Cela pourrait un jour permettre, par exemple, d'aider des patients aux prises avec des troubles de la coagulation ou encore de colmater plus rapidement et plus efficacement les hémorragies difficiles d'accès, a dit le docteur Oliver Ying Zhan.

«Nous essayons de mettre au point une stratégie permettant à ces globules rouges modifiés de se diriger vers l'endroit où ils doivent aller pour arrêter l'hémorragie en cours, a dit le docteur Zhan.

«En d'autres termes, imaginez que ces cellules sanguines modifiées circulent dans l'organisme : si je me coupe quelque part, elles se dirigeront automatiquement vers la coupure, formeront un caillot et arrêteront ainsi l'hémorragie.»

La méthode développée par le docteur Zhan et ses collègues permet de lier entre elles, par une réaction chimique, les protéines de surface des globules rouges, a-t-on expliqué par voie de communiqué. Il en résulte un caillot biocompatible 13 fois plus résistant à la rupture et quatre fois plus adhérent que les caillots sanguins naturels.

Le caillot artificiel ne prend que quelques secondes ou quelques minutes à se former. Le gel artificiel à base de cellules, appelé «cytogel», peut ensuite être ajouté au sang total, puis s’intégrer au caillot de fibrine produit par l’organisme.

C'est une des premières fois où on réussit à créer un cytogel dont l'intégrité structurelle n'est pas affaiblie par l'ajout de cellules. Et puisque le caillot artificiel est beaucoup plus robuste et plus adhérent qu'un caillot naturel, il n'y a aucun risque d'embolie ou d'accident vasculaire cérébral, a assuré le docteur Zhan.

«C'est essentiellement du sang qui se coagule de façon normale, mais on a ajouté de l'acide hyaluronique qui réagit avec les électrocytes pour former un caillot qui est environ dix fois plus robuste mécaniquement et qui adhère trois à six fois plus fort sur les différentes surfaces biologiques», a-t-il détaillé.

Le produit comporte aussi des propriétés régénératives en raison de l'inclusion de facteurs de croissance qu'on retrouve naturellement dans le sang, a dit le docteur Zhan.

La méthode permet de créer des caillots aussi bien à partir du sang du patient qu'à partir de celui d'un donneur.

«Des études in vivo démontrent que les (caillots sanguins artificiels) peuvent rapidement stopper les hémorragies, favoriser la régénération tissulaire, atténuer l'inflammation et les réactions aux corps étrangers, et prévenir les adhérences postopératoires», écrivent ainsi les auteurs de l'étude.

Cette stratégie, assurent-ils, serait «applicable à toute une gamme de cellules et de polymères».

«Ces travaux pourraient encourager le développement et la mise en application de matériaux hautement cellulaires destinés au contrôle des hémorragies, à la prise en charge des plaies, à la réparation tissulaire et à la médecine régénérative», prédisent les chercheurs.

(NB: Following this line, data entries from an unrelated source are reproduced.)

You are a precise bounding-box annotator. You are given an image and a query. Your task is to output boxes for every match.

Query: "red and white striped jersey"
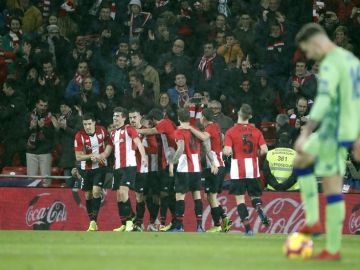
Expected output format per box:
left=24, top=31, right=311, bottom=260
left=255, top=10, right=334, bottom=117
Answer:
left=224, top=124, right=266, bottom=179
left=136, top=127, right=159, bottom=173
left=110, top=125, right=139, bottom=169
left=205, top=123, right=225, bottom=168
left=189, top=104, right=204, bottom=127
left=74, top=126, right=111, bottom=170
left=174, top=129, right=201, bottom=173
left=155, top=118, right=176, bottom=169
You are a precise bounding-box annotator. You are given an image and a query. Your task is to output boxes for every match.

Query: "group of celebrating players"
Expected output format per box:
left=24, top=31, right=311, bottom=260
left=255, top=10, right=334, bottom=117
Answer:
left=74, top=104, right=269, bottom=235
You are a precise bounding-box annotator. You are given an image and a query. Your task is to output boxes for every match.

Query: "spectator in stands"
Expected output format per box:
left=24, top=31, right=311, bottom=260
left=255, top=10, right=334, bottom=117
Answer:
left=209, top=14, right=230, bottom=40
left=285, top=59, right=317, bottom=103
left=54, top=99, right=82, bottom=176
left=334, top=26, right=354, bottom=52
left=26, top=97, right=56, bottom=187
left=2, top=17, right=23, bottom=52
left=8, top=0, right=43, bottom=33
left=215, top=31, right=226, bottom=50
left=131, top=52, right=160, bottom=104
left=159, top=93, right=178, bottom=122
left=275, top=114, right=298, bottom=143
left=157, top=39, right=192, bottom=81
left=101, top=53, right=129, bottom=95
left=70, top=36, right=94, bottom=74
left=288, top=97, right=309, bottom=134
left=73, top=77, right=99, bottom=119
left=125, top=0, right=154, bottom=40
left=263, top=22, right=291, bottom=94
left=89, top=5, right=119, bottom=58
left=208, top=100, right=234, bottom=134
left=234, top=12, right=258, bottom=60
left=0, top=79, right=27, bottom=170
left=263, top=133, right=300, bottom=191
left=167, top=73, right=194, bottom=108
left=319, top=10, right=339, bottom=37
left=38, top=58, right=64, bottom=113
left=256, top=70, right=277, bottom=122
left=194, top=42, right=226, bottom=98
left=97, top=83, right=122, bottom=127
left=217, top=31, right=244, bottom=69
left=65, top=61, right=100, bottom=100
left=122, top=72, right=155, bottom=113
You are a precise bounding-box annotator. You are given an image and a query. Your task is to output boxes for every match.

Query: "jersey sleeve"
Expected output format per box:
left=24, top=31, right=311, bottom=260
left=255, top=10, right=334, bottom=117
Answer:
left=101, top=127, right=112, bottom=145
left=126, top=126, right=139, bottom=139
left=155, top=121, right=166, bottom=133
left=174, top=129, right=185, bottom=142
left=74, top=132, right=84, bottom=152
left=145, top=135, right=158, bottom=154
left=310, top=63, right=339, bottom=122
left=224, top=129, right=233, bottom=147
left=258, top=130, right=266, bottom=146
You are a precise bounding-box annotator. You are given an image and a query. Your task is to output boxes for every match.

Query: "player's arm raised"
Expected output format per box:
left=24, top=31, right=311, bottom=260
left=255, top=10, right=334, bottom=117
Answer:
left=169, top=140, right=185, bottom=176
left=223, top=131, right=232, bottom=156
left=136, top=128, right=160, bottom=136
left=179, top=124, right=210, bottom=142
left=203, top=141, right=219, bottom=175
left=133, top=137, right=148, bottom=167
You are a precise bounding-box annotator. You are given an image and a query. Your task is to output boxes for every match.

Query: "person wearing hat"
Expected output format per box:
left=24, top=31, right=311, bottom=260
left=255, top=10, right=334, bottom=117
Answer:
left=125, top=0, right=153, bottom=38
left=55, top=99, right=81, bottom=176
left=263, top=132, right=300, bottom=191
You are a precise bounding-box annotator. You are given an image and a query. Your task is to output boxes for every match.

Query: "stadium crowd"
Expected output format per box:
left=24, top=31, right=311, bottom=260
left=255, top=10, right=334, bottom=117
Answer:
left=0, top=0, right=360, bottom=194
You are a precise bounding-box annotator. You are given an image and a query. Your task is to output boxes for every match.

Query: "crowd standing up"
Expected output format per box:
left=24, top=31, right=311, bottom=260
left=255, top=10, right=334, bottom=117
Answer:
left=0, top=0, right=360, bottom=240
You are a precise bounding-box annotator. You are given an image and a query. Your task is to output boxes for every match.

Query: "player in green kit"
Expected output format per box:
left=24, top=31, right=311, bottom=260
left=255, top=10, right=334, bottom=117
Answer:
left=294, top=23, right=360, bottom=260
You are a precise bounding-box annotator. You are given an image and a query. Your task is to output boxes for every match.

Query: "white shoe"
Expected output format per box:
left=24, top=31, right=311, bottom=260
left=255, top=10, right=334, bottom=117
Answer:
left=125, top=220, right=134, bottom=232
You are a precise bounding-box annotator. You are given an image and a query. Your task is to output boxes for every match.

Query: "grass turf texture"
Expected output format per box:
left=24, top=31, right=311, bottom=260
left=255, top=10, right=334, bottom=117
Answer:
left=0, top=231, right=360, bottom=270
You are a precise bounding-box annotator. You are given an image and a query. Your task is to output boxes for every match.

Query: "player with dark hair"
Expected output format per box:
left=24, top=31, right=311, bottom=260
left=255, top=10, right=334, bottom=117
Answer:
left=129, top=108, right=158, bottom=231
left=181, top=108, right=232, bottom=232
left=223, top=104, right=269, bottom=235
left=169, top=109, right=204, bottom=232
left=100, top=107, right=148, bottom=232
left=138, top=109, right=176, bottom=231
left=74, top=114, right=111, bottom=231
left=295, top=23, right=360, bottom=260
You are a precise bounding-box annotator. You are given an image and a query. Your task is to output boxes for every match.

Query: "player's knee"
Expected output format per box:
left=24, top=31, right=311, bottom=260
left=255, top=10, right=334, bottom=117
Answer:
left=251, top=198, right=262, bottom=209
left=85, top=191, right=93, bottom=200
left=294, top=153, right=314, bottom=169
left=136, top=193, right=145, bottom=202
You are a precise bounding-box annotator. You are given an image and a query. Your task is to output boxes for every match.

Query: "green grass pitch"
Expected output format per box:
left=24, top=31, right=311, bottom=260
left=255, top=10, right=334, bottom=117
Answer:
left=0, top=231, right=360, bottom=270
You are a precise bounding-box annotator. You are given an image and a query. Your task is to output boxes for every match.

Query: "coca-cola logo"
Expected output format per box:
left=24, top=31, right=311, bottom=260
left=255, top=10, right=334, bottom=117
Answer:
left=25, top=193, right=67, bottom=227
left=203, top=196, right=305, bottom=233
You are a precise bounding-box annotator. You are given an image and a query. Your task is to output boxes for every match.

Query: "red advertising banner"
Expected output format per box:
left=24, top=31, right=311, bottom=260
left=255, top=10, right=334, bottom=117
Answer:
left=0, top=188, right=360, bottom=234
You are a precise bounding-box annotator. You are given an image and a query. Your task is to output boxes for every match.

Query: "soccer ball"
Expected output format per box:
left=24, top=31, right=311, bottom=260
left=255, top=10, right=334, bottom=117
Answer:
left=283, top=233, right=314, bottom=259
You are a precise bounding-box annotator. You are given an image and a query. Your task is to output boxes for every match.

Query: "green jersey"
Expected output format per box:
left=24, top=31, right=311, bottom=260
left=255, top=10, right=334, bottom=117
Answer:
left=310, top=47, right=360, bottom=147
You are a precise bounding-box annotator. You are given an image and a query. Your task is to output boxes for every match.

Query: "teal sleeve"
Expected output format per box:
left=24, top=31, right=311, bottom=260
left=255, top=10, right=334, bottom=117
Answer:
left=310, top=64, right=339, bottom=122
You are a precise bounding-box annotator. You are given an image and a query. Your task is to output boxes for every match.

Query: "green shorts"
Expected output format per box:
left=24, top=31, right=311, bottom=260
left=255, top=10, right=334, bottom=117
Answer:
left=302, top=132, right=348, bottom=177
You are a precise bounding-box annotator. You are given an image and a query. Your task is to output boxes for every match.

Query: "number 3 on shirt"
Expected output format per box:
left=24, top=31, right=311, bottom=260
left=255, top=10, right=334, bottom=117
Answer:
left=243, top=134, right=254, bottom=154
left=350, top=66, right=360, bottom=99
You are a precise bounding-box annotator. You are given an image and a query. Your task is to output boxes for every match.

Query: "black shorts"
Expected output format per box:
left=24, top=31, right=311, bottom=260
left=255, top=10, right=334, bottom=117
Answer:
left=134, top=172, right=148, bottom=193
left=79, top=168, right=106, bottom=191
left=144, top=172, right=161, bottom=195
left=112, top=166, right=136, bottom=190
left=159, top=166, right=176, bottom=193
left=203, top=167, right=226, bottom=193
left=175, top=172, right=201, bottom=194
left=229, top=178, right=262, bottom=197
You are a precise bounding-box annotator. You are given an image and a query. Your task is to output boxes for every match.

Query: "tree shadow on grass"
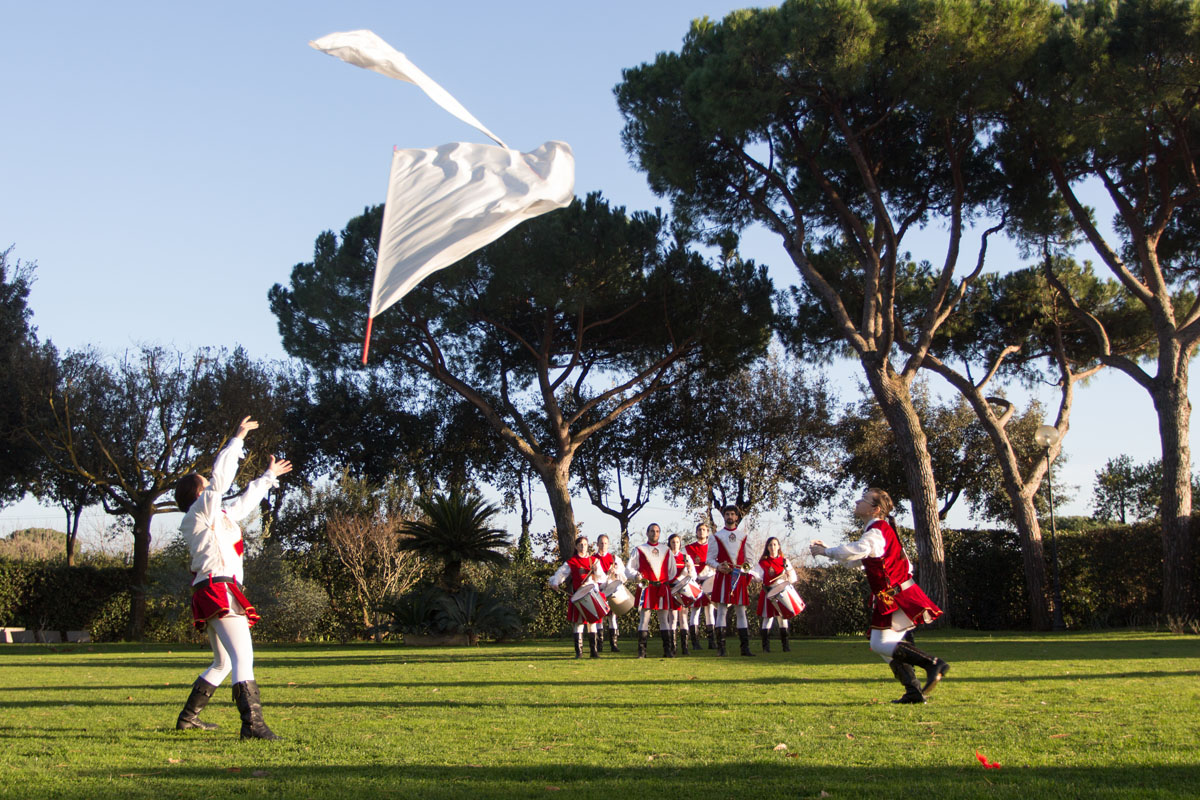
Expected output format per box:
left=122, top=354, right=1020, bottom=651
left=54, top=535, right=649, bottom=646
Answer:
left=60, top=762, right=1200, bottom=800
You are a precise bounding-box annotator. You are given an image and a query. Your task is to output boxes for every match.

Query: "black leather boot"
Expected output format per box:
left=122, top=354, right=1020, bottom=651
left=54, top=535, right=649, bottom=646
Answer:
left=175, top=678, right=217, bottom=730
left=892, top=639, right=950, bottom=694
left=738, top=627, right=754, bottom=656
left=890, top=656, right=925, bottom=703
left=233, top=680, right=278, bottom=740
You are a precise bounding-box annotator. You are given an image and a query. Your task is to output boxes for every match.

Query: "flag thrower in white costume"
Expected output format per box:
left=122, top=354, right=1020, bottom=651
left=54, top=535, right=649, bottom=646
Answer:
left=310, top=30, right=575, bottom=363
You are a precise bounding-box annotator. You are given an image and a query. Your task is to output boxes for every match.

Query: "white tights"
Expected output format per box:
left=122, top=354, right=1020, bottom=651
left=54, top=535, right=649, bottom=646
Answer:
left=871, top=608, right=914, bottom=663
left=200, top=614, right=254, bottom=686
left=637, top=608, right=674, bottom=631
left=715, top=603, right=750, bottom=628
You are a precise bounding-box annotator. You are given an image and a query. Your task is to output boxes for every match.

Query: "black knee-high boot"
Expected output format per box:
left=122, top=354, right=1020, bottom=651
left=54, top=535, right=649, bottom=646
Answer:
left=175, top=678, right=217, bottom=730
left=892, top=639, right=950, bottom=694
left=889, top=657, right=925, bottom=703
left=738, top=627, right=754, bottom=656
left=233, top=680, right=278, bottom=739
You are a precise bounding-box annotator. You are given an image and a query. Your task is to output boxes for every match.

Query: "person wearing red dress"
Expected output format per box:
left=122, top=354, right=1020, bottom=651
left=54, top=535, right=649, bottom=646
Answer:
left=667, top=534, right=696, bottom=656
left=550, top=536, right=605, bottom=658
left=708, top=505, right=754, bottom=656
left=810, top=488, right=950, bottom=703
left=595, top=534, right=625, bottom=652
left=683, top=522, right=716, bottom=650
left=625, top=524, right=676, bottom=658
left=750, top=536, right=797, bottom=652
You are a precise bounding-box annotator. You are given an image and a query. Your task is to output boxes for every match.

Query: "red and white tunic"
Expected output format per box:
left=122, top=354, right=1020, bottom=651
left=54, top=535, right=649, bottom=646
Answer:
left=683, top=542, right=715, bottom=608
left=750, top=555, right=797, bottom=619
left=826, top=519, right=942, bottom=631
left=668, top=548, right=696, bottom=609
left=550, top=554, right=601, bottom=624
left=625, top=542, right=676, bottom=610
left=179, top=437, right=280, bottom=630
left=708, top=528, right=750, bottom=606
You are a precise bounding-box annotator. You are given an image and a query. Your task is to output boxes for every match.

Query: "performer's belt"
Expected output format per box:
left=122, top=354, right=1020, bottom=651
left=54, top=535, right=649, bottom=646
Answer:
left=875, top=578, right=917, bottom=608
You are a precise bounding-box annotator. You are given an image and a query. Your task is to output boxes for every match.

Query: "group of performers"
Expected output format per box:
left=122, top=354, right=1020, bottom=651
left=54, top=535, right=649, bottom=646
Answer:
left=550, top=505, right=804, bottom=658
left=550, top=488, right=950, bottom=703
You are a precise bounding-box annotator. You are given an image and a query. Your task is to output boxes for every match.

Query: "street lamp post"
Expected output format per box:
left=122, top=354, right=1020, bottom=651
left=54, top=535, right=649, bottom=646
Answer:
left=1033, top=425, right=1067, bottom=631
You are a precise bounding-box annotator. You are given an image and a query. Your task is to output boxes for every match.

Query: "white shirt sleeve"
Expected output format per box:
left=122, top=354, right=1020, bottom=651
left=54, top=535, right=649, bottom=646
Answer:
left=826, top=528, right=883, bottom=561
left=548, top=561, right=571, bottom=589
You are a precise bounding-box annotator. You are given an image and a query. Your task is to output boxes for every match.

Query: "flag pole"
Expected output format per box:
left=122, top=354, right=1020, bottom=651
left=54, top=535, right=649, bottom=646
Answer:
left=362, top=317, right=374, bottom=366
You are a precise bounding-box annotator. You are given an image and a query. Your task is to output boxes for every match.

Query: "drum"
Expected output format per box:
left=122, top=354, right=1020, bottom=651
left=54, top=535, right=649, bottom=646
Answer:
left=571, top=584, right=608, bottom=622
left=671, top=575, right=704, bottom=607
left=604, top=581, right=637, bottom=615
left=767, top=583, right=804, bottom=619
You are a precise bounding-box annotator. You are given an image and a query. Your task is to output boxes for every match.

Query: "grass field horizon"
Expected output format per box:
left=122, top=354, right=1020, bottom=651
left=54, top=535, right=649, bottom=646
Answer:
left=0, top=631, right=1200, bottom=800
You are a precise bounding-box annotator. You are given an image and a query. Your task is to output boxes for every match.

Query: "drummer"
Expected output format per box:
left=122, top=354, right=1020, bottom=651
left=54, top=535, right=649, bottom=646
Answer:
left=625, top=523, right=676, bottom=658
left=683, top=522, right=716, bottom=650
left=667, top=534, right=700, bottom=656
left=750, top=536, right=797, bottom=652
left=596, top=534, right=625, bottom=652
left=707, top=505, right=754, bottom=656
left=550, top=536, right=605, bottom=658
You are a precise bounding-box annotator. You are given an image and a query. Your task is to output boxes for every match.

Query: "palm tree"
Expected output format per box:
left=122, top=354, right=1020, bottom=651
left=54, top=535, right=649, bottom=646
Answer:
left=400, top=489, right=510, bottom=591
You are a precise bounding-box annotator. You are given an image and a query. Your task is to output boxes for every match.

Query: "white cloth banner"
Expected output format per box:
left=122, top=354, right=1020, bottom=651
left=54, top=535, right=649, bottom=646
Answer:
left=310, top=31, right=575, bottom=326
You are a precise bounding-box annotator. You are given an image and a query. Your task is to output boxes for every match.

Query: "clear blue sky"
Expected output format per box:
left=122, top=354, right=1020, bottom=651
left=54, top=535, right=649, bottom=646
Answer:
left=0, top=0, right=1195, bottom=551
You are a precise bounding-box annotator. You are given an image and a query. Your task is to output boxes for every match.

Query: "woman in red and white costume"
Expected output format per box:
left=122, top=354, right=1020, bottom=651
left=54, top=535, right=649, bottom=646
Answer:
left=596, top=534, right=625, bottom=652
left=667, top=534, right=696, bottom=656
left=175, top=416, right=292, bottom=739
left=625, top=524, right=676, bottom=658
left=708, top=505, right=754, bottom=656
left=809, top=489, right=950, bottom=703
left=683, top=522, right=716, bottom=650
left=750, top=536, right=798, bottom=652
left=550, top=536, right=605, bottom=658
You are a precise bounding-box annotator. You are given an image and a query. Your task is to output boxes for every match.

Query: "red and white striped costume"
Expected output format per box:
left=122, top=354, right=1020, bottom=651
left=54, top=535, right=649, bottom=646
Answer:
left=708, top=528, right=750, bottom=606
left=625, top=542, right=676, bottom=610
left=671, top=551, right=696, bottom=610
left=750, top=555, right=797, bottom=619
left=683, top=542, right=714, bottom=610
left=550, top=553, right=602, bottom=625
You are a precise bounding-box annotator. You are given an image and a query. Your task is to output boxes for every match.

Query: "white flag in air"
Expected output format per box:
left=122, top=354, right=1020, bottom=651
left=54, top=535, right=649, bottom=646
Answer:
left=310, top=30, right=575, bottom=363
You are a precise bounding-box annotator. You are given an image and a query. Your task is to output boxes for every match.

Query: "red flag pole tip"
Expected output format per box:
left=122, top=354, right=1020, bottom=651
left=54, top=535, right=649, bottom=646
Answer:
left=362, top=317, right=374, bottom=366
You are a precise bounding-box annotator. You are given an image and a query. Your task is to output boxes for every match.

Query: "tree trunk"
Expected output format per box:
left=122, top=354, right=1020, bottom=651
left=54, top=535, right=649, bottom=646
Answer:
left=863, top=359, right=950, bottom=621
left=1154, top=367, right=1195, bottom=616
left=130, top=498, right=154, bottom=642
left=535, top=458, right=577, bottom=561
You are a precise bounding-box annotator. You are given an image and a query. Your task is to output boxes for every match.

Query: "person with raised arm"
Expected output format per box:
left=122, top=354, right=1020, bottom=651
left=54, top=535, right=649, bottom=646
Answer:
left=550, top=536, right=606, bottom=658
left=809, top=488, right=950, bottom=703
left=175, top=416, right=292, bottom=739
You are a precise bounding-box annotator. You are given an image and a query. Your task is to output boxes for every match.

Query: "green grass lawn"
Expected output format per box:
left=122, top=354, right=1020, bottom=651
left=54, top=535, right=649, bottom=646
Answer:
left=0, top=632, right=1200, bottom=800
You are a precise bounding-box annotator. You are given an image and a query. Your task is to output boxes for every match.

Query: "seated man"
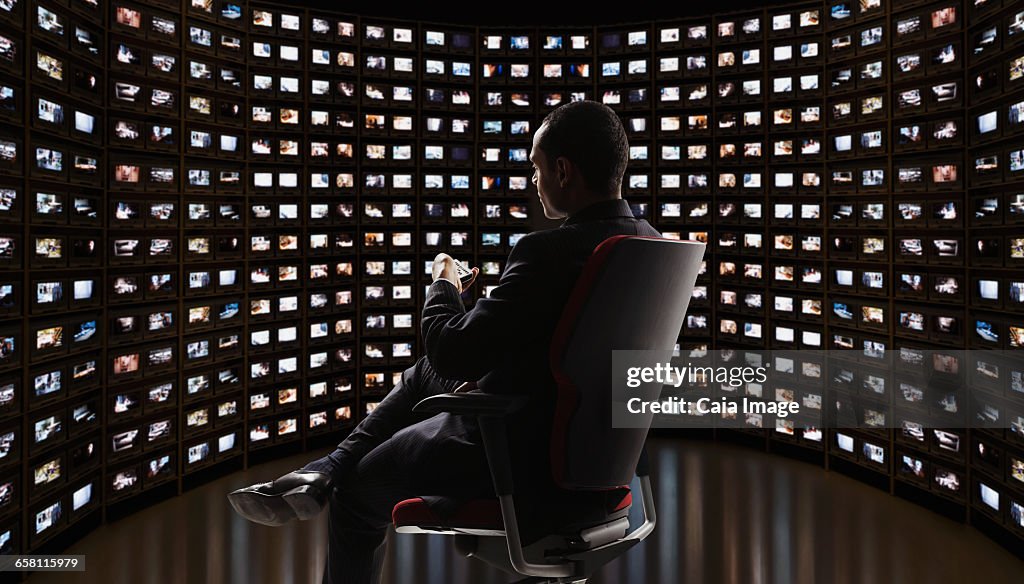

Par exemple, en ce qui concerne la cicatrisation et la régénérescence du foie lésé, «la technique s’est révélée plus efficace que le produit utilisé en milieu clinique et ayant servi d’agent de comparaison dans l’étude», a-t-on indiqué. On a aussi noté «la présence de signes minimes de réactivité immunitaire et l’absence de toxicité dans les principaux organes».

Les conclusions de cette étude ont été publiées par la prestigieuse revue scientifique Nature.